U.K. Electric Van Startup Plans U.S. IPO
Using a micro-factory to make 10,000 vans for UPS
British startup Arrival plans a “blank check” merger in the U.S. that will value the would-be maker of electric buses and delivery vans at $5.4 billion.
The London-based company expects to merge with New York City-based CIIG Merger Corp., a special purpose acquisition company, in the first quarter of 2021.
Arrival’s electric delivery van (Image: Arrival)
CIIG will emerge from the initial public offering with a 12% stake in Arrival, whose shares will trade on the NASDAQ. The new company is expected to net about $660 million from the IPO.
The British company is 88% owned by Hyundai and UPS. BlackRock, also headquartered in New York City, owns 7.5% of CIIG, and invested $118 million in the EV maker last month.
Arrival aims to produce its vehicles using highly automated micro-factories that are erected near the customers they supply. The first two such plants will be set up in South Carolina and the U.K. next year.
The company says its unusual approach to production makes its vehicles competitive in cost to piston-powered vehicles and cheaper than comparable electric vans and buses.
Arrival is preparing to fill an order from United Parcel Service for 10,000 electric delivery vans.

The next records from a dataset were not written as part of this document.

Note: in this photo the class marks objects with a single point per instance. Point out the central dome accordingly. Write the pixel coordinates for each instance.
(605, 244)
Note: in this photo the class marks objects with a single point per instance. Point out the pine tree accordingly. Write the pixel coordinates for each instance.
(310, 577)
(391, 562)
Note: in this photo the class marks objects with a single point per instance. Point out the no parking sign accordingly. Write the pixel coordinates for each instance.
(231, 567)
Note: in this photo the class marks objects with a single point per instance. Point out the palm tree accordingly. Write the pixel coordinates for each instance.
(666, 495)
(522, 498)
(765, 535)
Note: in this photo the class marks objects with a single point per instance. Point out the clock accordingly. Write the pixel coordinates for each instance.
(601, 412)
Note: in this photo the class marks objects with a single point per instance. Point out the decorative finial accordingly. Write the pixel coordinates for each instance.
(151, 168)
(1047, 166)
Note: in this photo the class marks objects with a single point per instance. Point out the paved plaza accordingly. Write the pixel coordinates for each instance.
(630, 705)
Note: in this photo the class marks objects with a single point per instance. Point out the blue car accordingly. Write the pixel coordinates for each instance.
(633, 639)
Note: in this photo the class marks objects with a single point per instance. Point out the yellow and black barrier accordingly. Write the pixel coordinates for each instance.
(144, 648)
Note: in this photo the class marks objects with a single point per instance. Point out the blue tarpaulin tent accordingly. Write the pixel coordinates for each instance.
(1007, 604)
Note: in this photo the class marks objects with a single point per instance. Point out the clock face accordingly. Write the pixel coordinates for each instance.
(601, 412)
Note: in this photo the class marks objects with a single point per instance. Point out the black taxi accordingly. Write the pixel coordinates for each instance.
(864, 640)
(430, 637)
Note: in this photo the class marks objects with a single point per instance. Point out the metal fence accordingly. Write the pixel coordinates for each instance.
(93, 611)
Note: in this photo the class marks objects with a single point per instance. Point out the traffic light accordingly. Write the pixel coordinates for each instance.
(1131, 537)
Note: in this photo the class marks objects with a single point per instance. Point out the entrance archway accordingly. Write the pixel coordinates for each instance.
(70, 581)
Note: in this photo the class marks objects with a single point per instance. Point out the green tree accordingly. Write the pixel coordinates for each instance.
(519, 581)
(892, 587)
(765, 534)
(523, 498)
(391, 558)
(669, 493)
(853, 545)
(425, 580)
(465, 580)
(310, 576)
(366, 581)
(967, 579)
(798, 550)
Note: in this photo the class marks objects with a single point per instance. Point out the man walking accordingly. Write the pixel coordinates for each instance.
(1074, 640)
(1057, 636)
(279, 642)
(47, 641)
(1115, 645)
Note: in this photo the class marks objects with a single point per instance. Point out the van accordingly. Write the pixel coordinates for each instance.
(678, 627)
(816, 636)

The company says the vehicles will be “autonomous ready” and can be equipped to operate robotically within depot complexes to, for example, drive themselves to and from charging stations.
The company also is marketing a modular city bus concept that features a glass roof, wrap-around LED screens to indicate seating and route details, and a smartphone app that allows riders to request a stop and get real-time updates on pickup times.
Arrival claims it has more than 1,300 employees in Germany, Israel, the Netherlands, Russia, the U.K. and the U.S.